What Are The Risks Of Social Media Monetization?
Published: 24 April 2025
Social media platforms preside over the allocation of tens of billions of dollars to content creators and publishers every year.
Their monetization decisions can fuel harmful and illegal content and behavior, as well as raise brand safety and media and creator viability concerns.
Harmful and Illegal Content and Behavior
Platforms’ monetization decisions can contribute to incentivize – and subsidize – harmful and illegal content and behavior.
Financial Incentives
Monetizing creators and publishers are incentivized to optimize for views and engagement.
This can fuel the use of inauthentic distribution strategies, including the development and use of fake accounts as well as software automating content sourcing, editing and distribution.
It can also fuel the use of content obtained illegally through copyright infringement, as well as created using Generative AI, often with little to no human oversight.

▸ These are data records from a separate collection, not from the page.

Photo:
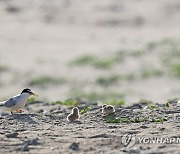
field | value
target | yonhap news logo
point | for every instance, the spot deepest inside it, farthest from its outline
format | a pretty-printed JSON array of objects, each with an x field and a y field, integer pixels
[{"x": 129, "y": 139}]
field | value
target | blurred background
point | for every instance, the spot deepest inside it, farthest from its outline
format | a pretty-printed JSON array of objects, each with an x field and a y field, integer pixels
[{"x": 96, "y": 50}]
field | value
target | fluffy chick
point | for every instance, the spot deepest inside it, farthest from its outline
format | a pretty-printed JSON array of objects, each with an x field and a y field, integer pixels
[
  {"x": 74, "y": 115},
  {"x": 107, "y": 109}
]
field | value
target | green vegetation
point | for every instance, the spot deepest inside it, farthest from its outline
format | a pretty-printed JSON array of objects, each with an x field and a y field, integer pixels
[
  {"x": 85, "y": 110},
  {"x": 175, "y": 70},
  {"x": 159, "y": 119},
  {"x": 31, "y": 99},
  {"x": 104, "y": 61},
  {"x": 110, "y": 119},
  {"x": 70, "y": 102},
  {"x": 93, "y": 96},
  {"x": 144, "y": 101},
  {"x": 108, "y": 80},
  {"x": 3, "y": 68},
  {"x": 44, "y": 81},
  {"x": 115, "y": 102}
]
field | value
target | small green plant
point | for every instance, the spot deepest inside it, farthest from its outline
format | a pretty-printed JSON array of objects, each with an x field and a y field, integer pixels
[
  {"x": 31, "y": 99},
  {"x": 70, "y": 102},
  {"x": 46, "y": 80},
  {"x": 145, "y": 101},
  {"x": 151, "y": 45},
  {"x": 85, "y": 110},
  {"x": 83, "y": 60},
  {"x": 159, "y": 119},
  {"x": 110, "y": 119},
  {"x": 139, "y": 119},
  {"x": 175, "y": 70},
  {"x": 95, "y": 95},
  {"x": 104, "y": 61},
  {"x": 108, "y": 80},
  {"x": 115, "y": 102},
  {"x": 3, "y": 68}
]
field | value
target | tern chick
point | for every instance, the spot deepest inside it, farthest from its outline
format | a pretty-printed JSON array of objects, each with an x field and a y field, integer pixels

Besides incentivizing inauthentic activity, and fueling the risk of mis/disinformation, monetization can incentivize impersonation and account hacking to ‘capture’ audiences, as well as contribute to concerns around child exploitation, fund embezzlement and tax evasion.
Payments
When actors involved with inauthentic activity are financially rewarded, platforms’ funds can help subsidize their expansion, and finance the increased automation and increased internationalization of their activities.
Platforms have also been found to issue payments to actors engaged in illegal activities, such as terrorist or sanctioned entities, as well as to contribute funds to actors whose financing is typically subject to regulatory oversight, such as political parties, politicians and government agencies.
Brand Safety
Failures to adequately moderate monetized content and actors can also fuel brand safety concerns.
Advertisers
Advertisers can see their brand damaged through association with harmful content and publishers.
Content publishers
Creators and publishers can face similar damage to their brand if their advertising requirements are not taken into consideration and they become associated with ads or advertising entities that are detrimental to their brands.
Media and creator viability
Platforms’ monetization decisions can also negatively impact on media and creator viability.
Reduced Access to Revenue
By mediating access to content, platforms are diverting an ever greater share of global digital ad revenue away from publishers. Platforms currently redistribute a small percentage of that revenue – but they do so at their sole discretion and on their own terms. For media publishers and creators to be able to sustain quality content production, it’s essential that they are compensated fairly for the content they create and contribute.
Income Precarity
Media publishers and creators face heightened income precarity when their revenue depends on platform monetization decisions. This is because monetization decisions — including moves to demonetize an account or restrict a bank account — rely heavily on automated processes, which regularly make mistakes. Platforms offer limited and often slow recourse for actors who’ve been subject to mistakes, and there is no compensation for revenue lost.
Intellectual property violations
Monetization is also an important driver of copyright and trademark violations, as well as widespread use of Generative AI. This creates an additional strain on the viability of media and creators, who not only see their work stolen but also monetized by others at their expense.